Needless to say, a band like ours was aware of Mickey Dunn’s failure rate and avoided him like the plague. We didn’t want to be associated with failure at that rate. And apart from the odd set of impressionable Emo kids, so did every other musician trying to get a deal. So Mickey must have well reached the bottom of the barrel when he put forward his own sister as a possible recording artist.
‘Oh Mickey wants me to help her write and record some songs,’ Joe answered my question sheepishly.
‘What for?’ I asked. ‘Has she got a deal or anything? I mean, can she even sing? Has she even got an act?’
‘Oh I don’t know,’ he replied, with some irritation. ‘Who knows with Mickey?’
Joe was truly starting to infuriate me.
‘So that’s preferable over us, is it?’ I said, my voice starting to crack. ‘When our songs are written, rehearsed and ready to go?’
Now it was Joe’s throat that was going dry.
‘It’s just that Mickey has promised me a bit of cash and I really need the money,’ he protested.
‘And I don’t?’
‘Look Jon,’ he tried to reason. ‘Even if we started in the studio tomorrow, you still wouldn’t be any nearer to getting any money.’
He was technically right, because I wouldn’t see any money from my publishing deal until the record had been made, distributed, promoted and sold. But he was patronising me now.
‘Yeah, well, if we’d made a start six weeks ago as you promised, we’d be six weeks closer, wouldn’t we!’ I said, provocatively.
‘You know that I’ve had trouble, what with Jake never being available when I need him and then Mickey asking me to do him this favour.’
‘But that’s got nothing to do with us, has it?’ I objected. ‘Why should somebody like Mickey Dunn’s sister, who I don’t even know, dictate my life?’
Silence. He knew the answer. It shouldn’t.
‘All I can say is be patient,’ he sniffed. ‘I know it’s painful, but we’ll get there in the end.’
I didn’t know what to say or how to react and suddenly felt very tired. Joe didn’t care – he didn’t have to care. He had the Golden Goose that was Jake Beckford, and then every eighteen months or so he’s have another ex-boy or ex-girlband member waving an advances cheque in his face, desperately looking for a producer to help them launch their solo career.

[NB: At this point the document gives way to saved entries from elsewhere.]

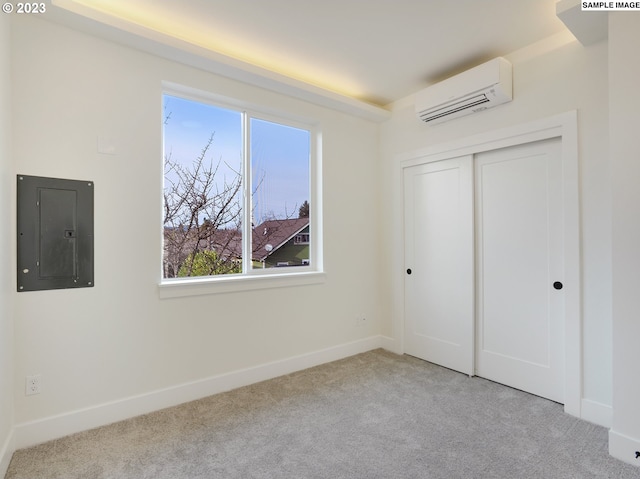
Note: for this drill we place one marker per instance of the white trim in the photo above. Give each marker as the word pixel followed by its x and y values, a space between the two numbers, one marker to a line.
pixel 597 413
pixel 565 127
pixel 53 427
pixel 179 287
pixel 624 447
pixel 102 25
pixel 8 448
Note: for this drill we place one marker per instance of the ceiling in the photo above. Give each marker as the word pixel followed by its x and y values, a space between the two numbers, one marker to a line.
pixel 377 51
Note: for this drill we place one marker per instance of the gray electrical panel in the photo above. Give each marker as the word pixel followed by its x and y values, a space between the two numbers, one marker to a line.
pixel 55 233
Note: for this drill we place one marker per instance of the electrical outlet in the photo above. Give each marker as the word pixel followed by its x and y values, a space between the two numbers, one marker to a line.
pixel 33 385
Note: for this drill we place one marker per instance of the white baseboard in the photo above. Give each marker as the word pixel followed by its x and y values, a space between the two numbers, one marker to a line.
pixel 8 448
pixel 53 427
pixel 624 447
pixel 391 344
pixel 596 412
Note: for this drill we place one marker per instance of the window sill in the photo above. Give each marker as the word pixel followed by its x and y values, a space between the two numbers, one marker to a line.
pixel 178 288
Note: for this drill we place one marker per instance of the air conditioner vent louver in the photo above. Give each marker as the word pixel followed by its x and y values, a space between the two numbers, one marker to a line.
pixel 488 84
pixel 455 107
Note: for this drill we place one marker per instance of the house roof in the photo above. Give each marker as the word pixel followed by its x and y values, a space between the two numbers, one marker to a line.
pixel 275 233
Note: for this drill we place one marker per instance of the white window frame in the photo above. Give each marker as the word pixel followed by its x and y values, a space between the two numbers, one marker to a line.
pixel 254 278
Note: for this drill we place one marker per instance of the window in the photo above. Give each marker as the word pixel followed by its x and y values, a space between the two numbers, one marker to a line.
pixel 237 192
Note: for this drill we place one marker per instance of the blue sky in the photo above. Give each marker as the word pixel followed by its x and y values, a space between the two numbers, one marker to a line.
pixel 279 153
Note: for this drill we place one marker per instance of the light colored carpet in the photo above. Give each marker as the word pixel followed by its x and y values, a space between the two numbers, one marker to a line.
pixel 375 415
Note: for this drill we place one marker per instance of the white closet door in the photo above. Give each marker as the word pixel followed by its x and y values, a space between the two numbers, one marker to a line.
pixel 519 261
pixel 439 274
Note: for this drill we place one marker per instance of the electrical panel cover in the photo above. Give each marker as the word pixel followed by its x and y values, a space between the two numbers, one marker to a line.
pixel 55 233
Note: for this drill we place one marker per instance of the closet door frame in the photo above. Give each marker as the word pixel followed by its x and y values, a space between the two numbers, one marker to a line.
pixel 564 127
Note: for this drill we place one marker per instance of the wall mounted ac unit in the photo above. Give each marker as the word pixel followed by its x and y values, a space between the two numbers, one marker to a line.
pixel 477 89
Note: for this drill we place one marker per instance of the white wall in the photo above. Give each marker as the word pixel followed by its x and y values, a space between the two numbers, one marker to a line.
pixel 100 345
pixel 624 71
pixel 551 77
pixel 7 180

‘Yeah, well, give us a call when you’ve got a better idea of a date then,’ I said wearily, sloshing ‘round the remnants of cold tea in my mug.

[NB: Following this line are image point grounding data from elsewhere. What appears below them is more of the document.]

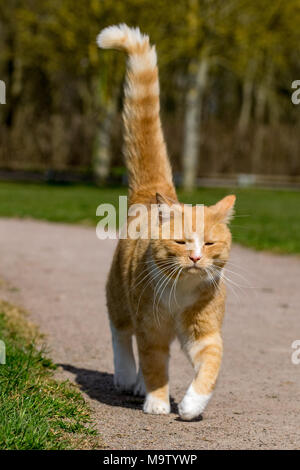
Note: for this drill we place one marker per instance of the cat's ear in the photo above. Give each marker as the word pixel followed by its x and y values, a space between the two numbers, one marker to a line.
pixel 161 199
pixel 224 209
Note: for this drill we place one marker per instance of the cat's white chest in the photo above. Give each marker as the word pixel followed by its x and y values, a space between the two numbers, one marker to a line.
pixel 185 294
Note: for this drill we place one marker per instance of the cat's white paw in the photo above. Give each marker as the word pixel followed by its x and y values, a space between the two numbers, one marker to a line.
pixel 139 388
pixel 192 404
pixel 125 381
pixel 154 405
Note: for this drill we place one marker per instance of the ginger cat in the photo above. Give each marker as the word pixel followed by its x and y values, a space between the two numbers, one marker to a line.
pixel 146 273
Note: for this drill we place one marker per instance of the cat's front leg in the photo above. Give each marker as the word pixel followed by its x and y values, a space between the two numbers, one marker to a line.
pixel 154 360
pixel 205 354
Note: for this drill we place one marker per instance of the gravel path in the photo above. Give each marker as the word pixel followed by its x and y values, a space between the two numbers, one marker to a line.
pixel 58 273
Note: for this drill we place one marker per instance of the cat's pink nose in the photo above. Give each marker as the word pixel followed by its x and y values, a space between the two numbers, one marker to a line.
pixel 195 258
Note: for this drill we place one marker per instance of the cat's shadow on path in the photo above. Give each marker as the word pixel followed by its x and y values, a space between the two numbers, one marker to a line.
pixel 99 386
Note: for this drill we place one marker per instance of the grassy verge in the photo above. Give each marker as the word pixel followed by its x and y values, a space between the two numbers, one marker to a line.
pixel 265 219
pixel 36 411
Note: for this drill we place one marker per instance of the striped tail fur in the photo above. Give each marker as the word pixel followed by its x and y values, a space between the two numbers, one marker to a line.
pixel 145 149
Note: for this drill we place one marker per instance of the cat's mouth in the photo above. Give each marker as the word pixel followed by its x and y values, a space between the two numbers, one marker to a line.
pixel 194 269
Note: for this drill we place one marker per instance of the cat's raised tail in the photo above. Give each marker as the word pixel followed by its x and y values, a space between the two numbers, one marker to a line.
pixel 145 150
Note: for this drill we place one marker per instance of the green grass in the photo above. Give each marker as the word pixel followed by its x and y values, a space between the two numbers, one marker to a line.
pixel 36 411
pixel 265 219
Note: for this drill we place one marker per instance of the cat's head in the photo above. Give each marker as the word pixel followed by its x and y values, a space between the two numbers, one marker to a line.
pixel 205 239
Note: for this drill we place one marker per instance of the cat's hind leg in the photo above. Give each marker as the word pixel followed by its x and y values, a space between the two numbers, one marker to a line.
pixel 124 363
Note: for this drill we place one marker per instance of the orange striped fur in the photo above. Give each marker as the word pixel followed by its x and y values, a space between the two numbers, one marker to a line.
pixel 146 274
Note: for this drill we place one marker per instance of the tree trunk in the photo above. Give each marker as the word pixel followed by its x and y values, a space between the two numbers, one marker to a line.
pixel 261 99
pixel 102 157
pixel 198 73
pixel 245 113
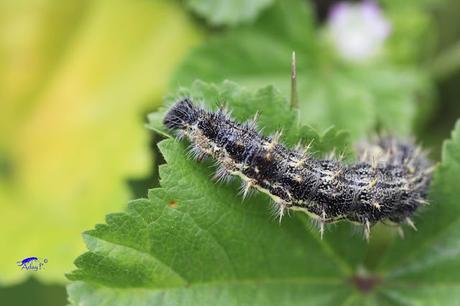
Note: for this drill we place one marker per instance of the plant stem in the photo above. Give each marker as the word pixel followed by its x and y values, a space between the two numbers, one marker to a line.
pixel 294 94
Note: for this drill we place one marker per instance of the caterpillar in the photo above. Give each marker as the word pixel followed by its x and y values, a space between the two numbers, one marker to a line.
pixel 389 181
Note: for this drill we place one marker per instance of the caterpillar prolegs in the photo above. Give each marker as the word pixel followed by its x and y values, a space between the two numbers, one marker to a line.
pixel 389 181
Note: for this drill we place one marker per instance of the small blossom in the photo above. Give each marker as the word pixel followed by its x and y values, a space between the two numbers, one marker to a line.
pixel 358 30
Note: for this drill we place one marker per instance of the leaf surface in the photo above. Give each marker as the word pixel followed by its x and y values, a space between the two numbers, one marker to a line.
pixel 194 242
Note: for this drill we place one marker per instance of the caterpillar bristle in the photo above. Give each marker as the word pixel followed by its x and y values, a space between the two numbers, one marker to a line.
pixel 389 181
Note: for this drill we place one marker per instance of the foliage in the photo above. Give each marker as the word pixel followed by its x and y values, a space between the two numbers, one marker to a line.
pixel 228 12
pixel 357 98
pixel 194 242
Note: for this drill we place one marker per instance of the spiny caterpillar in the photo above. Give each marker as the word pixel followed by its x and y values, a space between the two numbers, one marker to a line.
pixel 389 182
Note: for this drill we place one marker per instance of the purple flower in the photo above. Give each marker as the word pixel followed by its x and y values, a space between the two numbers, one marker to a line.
pixel 358 30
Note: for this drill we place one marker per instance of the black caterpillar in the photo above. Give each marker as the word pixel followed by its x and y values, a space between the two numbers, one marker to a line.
pixel 389 182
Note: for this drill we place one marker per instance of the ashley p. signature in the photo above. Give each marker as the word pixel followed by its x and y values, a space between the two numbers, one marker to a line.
pixel 32 263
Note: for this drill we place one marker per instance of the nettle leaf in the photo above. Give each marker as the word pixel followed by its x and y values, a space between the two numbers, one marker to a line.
pixel 195 242
pixel 422 269
pixel 357 98
pixel 78 86
pixel 228 12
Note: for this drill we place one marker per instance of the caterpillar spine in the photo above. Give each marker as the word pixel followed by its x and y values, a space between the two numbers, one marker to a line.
pixel 389 181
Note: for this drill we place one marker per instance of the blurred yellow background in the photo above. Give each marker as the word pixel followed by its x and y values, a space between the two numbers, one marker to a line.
pixel 76 78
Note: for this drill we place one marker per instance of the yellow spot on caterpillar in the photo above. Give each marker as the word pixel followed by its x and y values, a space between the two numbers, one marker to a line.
pixel 298 178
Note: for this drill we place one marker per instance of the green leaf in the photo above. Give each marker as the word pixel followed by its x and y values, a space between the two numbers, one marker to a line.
pixel 194 242
pixel 197 243
pixel 76 79
pixel 357 98
pixel 228 12
pixel 423 267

‘All right. Stay in touch,’ said Joe, who sounded like he’d resumed his tapping. ‘And ‘hi’ to Millie!’
I slammed the phone down on him – that is, if you can slam down a mobile. I stared furiously at the handset, trying to send some angry thought waves in Joe’s direction. Now I had the thankless task of telling Millie that the recording date was postponed again, and I had no idea when we’d be actually starting the sessions in the future.
Everybody’s on Top Of The Pops
The reality of the music business had hit hard. My teenage dreams of Top of the Pops and touring the world remained just that – teenage dreams, and they seemed as far away now as ever. What made it worse, was that this was my pop industry; the one I had invested my entire youth into, my inspiration, my very reason for being. How can you love something you hate so much? The back stabbing and bitching had become part and parcel of the job, and Millie and I were now as cynical and screwed up as the rest of them. When we signed our first record deal we thought we’d made it, but it didn’t take us long to work out that even with the best legal advise in the world, you still couldn’t stop someone being an arsehole.